As the son of an Evangelical preacher growing up in Wheaton, Illinois, Bell saw Fuller as a place where he could achieve his dream of working in the movies and still serve God. Bell’s Fuller training came in handy when his production company, Act One, worked with Mark Burnett and Roma Downey for the marketing of “Son of God.” Bell says Fuller has cleared a path for people to find their way in Hollywood by making movies formed on Fuller’s three pillars of faith: truth, goodness and beauty.
“I hope to make movies that contain all three of those things. I’m interested in movies that challenge and provoke me in my faith,” Bell said. “Cinema ushers you into something and that’s like worship at its best. It brings you into a space that maybe you need to be reminded of and you leave feeling washed anew or inspired to action.”
Bell said that means not being afraid to experiment. Movies don’t have to be strictly PG or about Jesus or the Bible directly to speak to Christians, Bell said.

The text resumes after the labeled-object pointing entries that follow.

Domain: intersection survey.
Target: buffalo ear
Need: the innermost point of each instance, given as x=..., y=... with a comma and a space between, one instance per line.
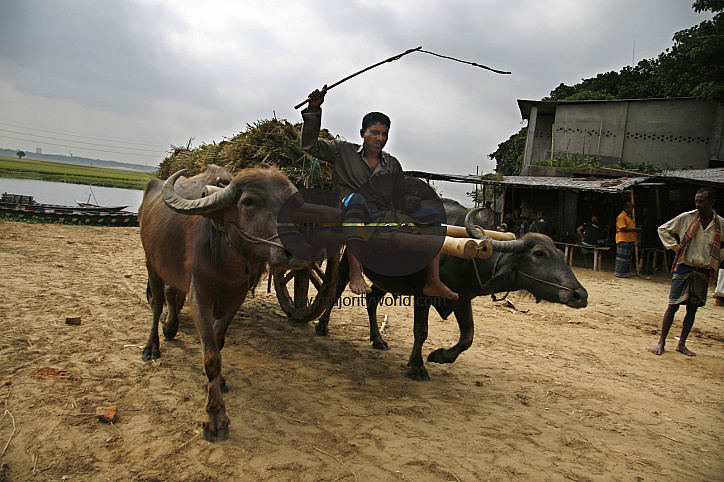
x=502, y=279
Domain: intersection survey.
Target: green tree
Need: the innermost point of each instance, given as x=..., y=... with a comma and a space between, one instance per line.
x=509, y=154
x=692, y=67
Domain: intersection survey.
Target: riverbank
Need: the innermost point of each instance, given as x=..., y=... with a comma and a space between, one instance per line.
x=73, y=173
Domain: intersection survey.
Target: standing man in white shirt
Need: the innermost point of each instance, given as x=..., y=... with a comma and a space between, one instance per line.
x=695, y=265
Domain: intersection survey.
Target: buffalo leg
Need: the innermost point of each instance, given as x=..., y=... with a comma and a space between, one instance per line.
x=373, y=300
x=220, y=327
x=155, y=286
x=174, y=302
x=216, y=425
x=417, y=369
x=322, y=328
x=464, y=314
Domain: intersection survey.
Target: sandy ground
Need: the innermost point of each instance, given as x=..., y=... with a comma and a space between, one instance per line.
x=544, y=393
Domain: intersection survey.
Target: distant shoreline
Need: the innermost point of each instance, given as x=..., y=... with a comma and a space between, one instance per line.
x=73, y=173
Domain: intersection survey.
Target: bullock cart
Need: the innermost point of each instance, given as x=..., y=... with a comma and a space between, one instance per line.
x=305, y=294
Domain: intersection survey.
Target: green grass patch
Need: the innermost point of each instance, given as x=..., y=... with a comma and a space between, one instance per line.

“As Christians, we get so focused on values, message — and that’s just the truth part, so that’s why I poo-poo it a little,” Bell said. “I want to go deeper than that. It’s not that I don’t want to make those movies. But I hope to expand in that space.”
Fuller’s faculty also hopes to expand its presence in Hollywood as a trusted source of information and consultation regarding Christian values and themes.
They’ve already consulted on several well-known projects. Fuller professor and church relations director Kutter Callaway consulted with filmmakers on “Noah,” while pop culture professor Barry Taylor worked as a consultant on Ridley Scott’s upcoming epic “Exodus.” In addition, Callaway said Fuller faculty has been invited to the sets of non-religious movies, like Oprah Winfrey’s civil rights-era drama, “Selma,” slated for release next year.
Hollywood directors and producers, Callaway says, are eager to understand the Christian audience and they're attracted to Fuller’s expertise because its religious viewpoint isn’t confrontational.
“They see Fuller as a place where we’re being thoughtful about consuming media, and that includes, as best as we can, not giving into ideological extremism, especially since you have filmmakers who are genuinely trying to be sensitive to the story,” Callaway said. “Because of where we are, we’re able to have real relationships with these people, rather than just commenting on some movie we just saw.”
For Muow, the program he helped create two decades ago is also helping Christianity stay relevant without losing itself in Hollywood.
“As Christians, we have a story to tell — the greatest story ever told,” Muow said. "The fact is, if you’ve got a church with several hundred young people, chances are on Friday or Saturday, they’ve seen a story from Hollywood and then they come to church. How are we going to tell our story in such a way that it really gets through?”
Act One hopes to answer that question by training young Christian writers and producers so they can get experience in the business.
“There are so many people I’ve met in Hollywood that say, ‘You’re the first Christian I’ve met,’” Bell said. “If there’s a Christian out there who feels called to Hollywood, there’s room for you here. And we need you.”